1. Damien Hirst sets new auction record with ‘Investment Banker in Formaldehyde' [h/t SDP]
A piece of art by Damien Hirst has set the new record for a single item at auction. The piece entitled ‘Oh Shit’ fetched £2.3bn after frantic bidding by an anonymous investor. The work, which features a Merrill Lynch employee suspended in a tank of formaldehyde secured the highest price yet paid for a single piece of banking history. [...] Meanwhile, Hirst’s agent said he was delighted at the amount raised by the sale of his latest work. ‘Although we’re a bit worried about where he should deposit the cheque.’
2. Late Bloomers: Why do we equate genius with precocity? [h/t E.H.]
Genius, in the popular conception, is inextricably tied up with precocity—doing something truly creative, we’re inclined to think, requires the freshness and exuberance and energy of youth. Orson Welles made his masterpiece, “Citizen Kane,” at twenty-five. Herman Melville wrote a book a year through his late twenties, culminating, at age thirty-two, with “Moby-Dick.” Mozart wrote his breakthrough Piano Concerto No. 9 in E-Flat-Major at the age of twenty-one. In some creative forms, like lyric poetry, the importance of precocity has hardened into an iron law. How old was T. S. Eliot when he wrote “The Love Song of J. Alfred Prufrock” (“I grow old . . . I grow old”)? Twenty-three. “Poets peak young,” the creativity researcher James Kaufman maintains. Mihály Csíkszentmihályi, the author of “Flow,” agrees: “The most creative lyric verse is believed to be that written by the young.” According to the Harvard psychologist Howard Gardner, a leading authority on creativity, “Lyric poetry is a domain where talent is discovered early, burns brightly, and then peters out at an early age.”

A few years ago, an economist at the University of Chicago named David Galenson decided to find out whether this assumption about creativity was true.[...] There is no evidence, Galenson concluded, for the notion that lyric poetry is a young person’s game. Some poets do their best work at the beginning of their careers. Others do their best work decades later. [...]

The examples that Galenson could not get out of his head, however, were Picasso and Cézanne.
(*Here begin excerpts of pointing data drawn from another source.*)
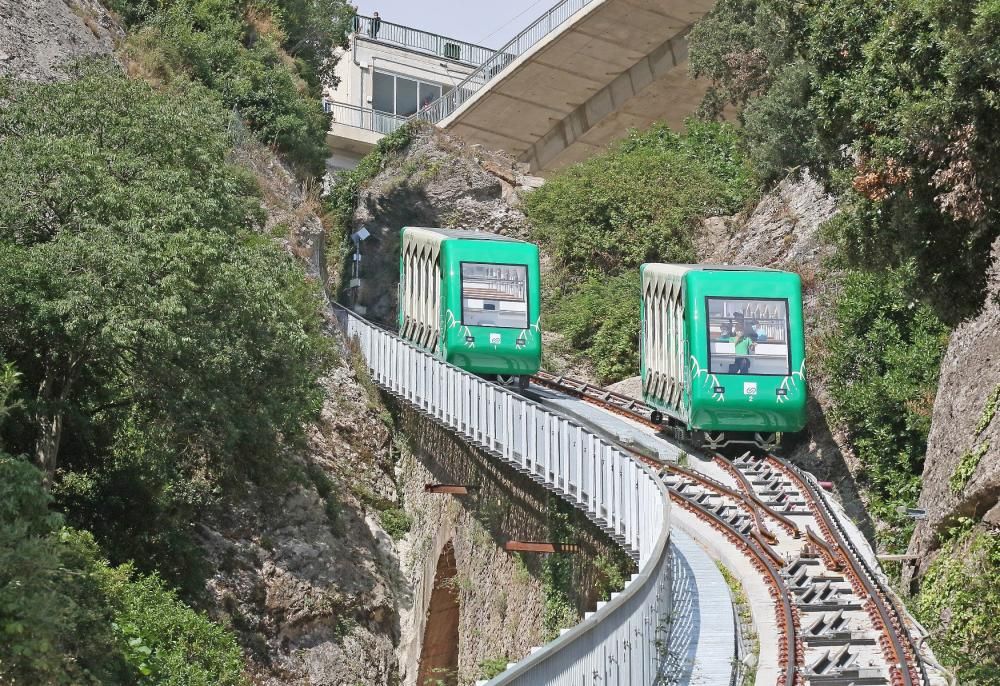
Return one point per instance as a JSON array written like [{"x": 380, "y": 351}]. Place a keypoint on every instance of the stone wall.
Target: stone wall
[{"x": 501, "y": 595}]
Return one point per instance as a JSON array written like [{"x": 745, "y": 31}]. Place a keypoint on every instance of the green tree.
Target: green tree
[
  {"x": 54, "y": 626},
  {"x": 237, "y": 49},
  {"x": 165, "y": 347},
  {"x": 882, "y": 364},
  {"x": 960, "y": 599},
  {"x": 639, "y": 202},
  {"x": 894, "y": 103},
  {"x": 69, "y": 618}
]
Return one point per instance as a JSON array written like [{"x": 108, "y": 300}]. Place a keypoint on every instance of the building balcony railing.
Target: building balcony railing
[
  {"x": 362, "y": 117},
  {"x": 421, "y": 41},
  {"x": 500, "y": 59}
]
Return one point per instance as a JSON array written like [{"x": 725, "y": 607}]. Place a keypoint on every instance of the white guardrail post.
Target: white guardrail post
[{"x": 623, "y": 643}]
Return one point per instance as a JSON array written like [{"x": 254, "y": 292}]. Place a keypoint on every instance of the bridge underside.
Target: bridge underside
[{"x": 618, "y": 64}]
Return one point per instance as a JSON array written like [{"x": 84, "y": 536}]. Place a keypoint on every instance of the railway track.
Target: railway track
[{"x": 837, "y": 622}]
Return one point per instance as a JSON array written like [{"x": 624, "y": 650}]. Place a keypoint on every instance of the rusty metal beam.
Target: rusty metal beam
[{"x": 540, "y": 547}]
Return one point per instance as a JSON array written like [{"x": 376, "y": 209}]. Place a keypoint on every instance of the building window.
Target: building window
[{"x": 400, "y": 95}]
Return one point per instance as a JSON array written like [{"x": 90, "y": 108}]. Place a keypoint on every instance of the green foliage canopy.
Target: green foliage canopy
[
  {"x": 69, "y": 618},
  {"x": 164, "y": 346},
  {"x": 894, "y": 102},
  {"x": 266, "y": 60},
  {"x": 639, "y": 202},
  {"x": 960, "y": 599},
  {"x": 882, "y": 364}
]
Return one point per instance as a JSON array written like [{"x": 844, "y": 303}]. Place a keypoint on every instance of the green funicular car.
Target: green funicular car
[
  {"x": 472, "y": 299},
  {"x": 723, "y": 353}
]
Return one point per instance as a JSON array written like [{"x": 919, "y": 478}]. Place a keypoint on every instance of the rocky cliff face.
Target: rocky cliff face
[
  {"x": 962, "y": 469},
  {"x": 39, "y": 38},
  {"x": 302, "y": 569},
  {"x": 437, "y": 181}
]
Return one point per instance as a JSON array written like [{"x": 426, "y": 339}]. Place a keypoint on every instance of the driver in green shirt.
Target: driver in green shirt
[{"x": 744, "y": 346}]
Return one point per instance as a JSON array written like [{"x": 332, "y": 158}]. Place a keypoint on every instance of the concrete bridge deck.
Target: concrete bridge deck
[{"x": 611, "y": 66}]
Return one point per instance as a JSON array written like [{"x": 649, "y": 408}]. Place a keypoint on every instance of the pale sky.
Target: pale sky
[{"x": 482, "y": 22}]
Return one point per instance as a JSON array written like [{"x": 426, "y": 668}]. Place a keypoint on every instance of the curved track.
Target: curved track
[{"x": 854, "y": 633}]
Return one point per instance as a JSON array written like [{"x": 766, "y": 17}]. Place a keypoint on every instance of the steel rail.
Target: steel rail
[
  {"x": 768, "y": 561},
  {"x": 900, "y": 667},
  {"x": 835, "y": 547},
  {"x": 764, "y": 562},
  {"x": 787, "y": 524}
]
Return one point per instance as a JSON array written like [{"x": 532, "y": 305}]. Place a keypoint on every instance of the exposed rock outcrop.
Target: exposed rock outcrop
[
  {"x": 962, "y": 468},
  {"x": 301, "y": 568},
  {"x": 783, "y": 232},
  {"x": 437, "y": 181},
  {"x": 38, "y": 38}
]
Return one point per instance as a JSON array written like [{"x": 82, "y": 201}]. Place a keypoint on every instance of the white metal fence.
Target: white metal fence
[
  {"x": 624, "y": 642},
  {"x": 362, "y": 117},
  {"x": 421, "y": 41},
  {"x": 501, "y": 59}
]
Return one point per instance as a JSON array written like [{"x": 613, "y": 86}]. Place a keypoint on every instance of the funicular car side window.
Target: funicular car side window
[
  {"x": 748, "y": 336},
  {"x": 495, "y": 295}
]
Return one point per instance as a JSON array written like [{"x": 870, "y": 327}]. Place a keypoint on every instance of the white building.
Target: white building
[{"x": 388, "y": 73}]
He was an art lover, and he knew their stories well. Picasso was the incandescent prodigy. His career as a serious artist began with a masterpiece, “Evocation: The Burial of Casagemas,” produced at age twenty. In short order, he painted many of the greatest works of his career—including “Les Demoiselles d’Avignon,” at the age of twenty-six. Picasso fit our usual ideas about genius perfectly.

Cézanne didn’t. If you go to the Cézanne room at the Musée d’Orsay, in Paris—the finest collection of Cézannes in the world—the array of masterpieces you’ll find along the back wall were all painted at the end of his career. Galenson did a simple economic analysis, tabulating the prices paid at auction for paintings by Picasso and Cézanne with the ages at which they created those works. A painting done by Picasso in his mid-twenties was worth, he found, an average of four times as much as a painting done in his sixties. For Cézanne, the opposite was true. The paintings he created in his mid-sixties were valued fifteen times as highly as the paintings he created as a young man. The freshness, exuberance, and energy of youth did little for Cézanne. He was a late bloomer—and for some reason in our accounting of genius and creativity we have forgotten to make sense of the Cézannes of the world.

3. Museums Fear Lean Days Ahead
“We know there’s a storm at sea and we know it’s going to hit land and it could get ugly,” said Glenn D. Lowry, the museum’s director. “But we don’t know how hard it will be or when it’s coming. So we are trying to make educated guesses.”

As a result, the museum instituted a temporary hiring freeze last week as well as a 10 percent cut in its general operating budget that will be revisited in December.

Across the country directors like Mr. Lowry are bracing for the effects of an economic crisis that could change everything from the size and kinds of exhibitions a museum presents to the acquisitions it could afford and the merchandise it should offer in its shops.

A Modest Proposal

And we're back at Link #1...If MoMA is seeking new merchandise for its gift shops, might I suggest that rather than stopping with just an investment banker, Mr. Hirst consider working with a few AIG executives, a de-regulating Senator or two, and perhaps a taxidermied Texan about to officially have as much free-time on his hands as he's apparently been taking anyway the past 8 years. Yes, yes, I know Mr. Hirst's prices aren't exactly gift shop friendly, but I'm assuming subject matter weighs in pricing, even among his works, no?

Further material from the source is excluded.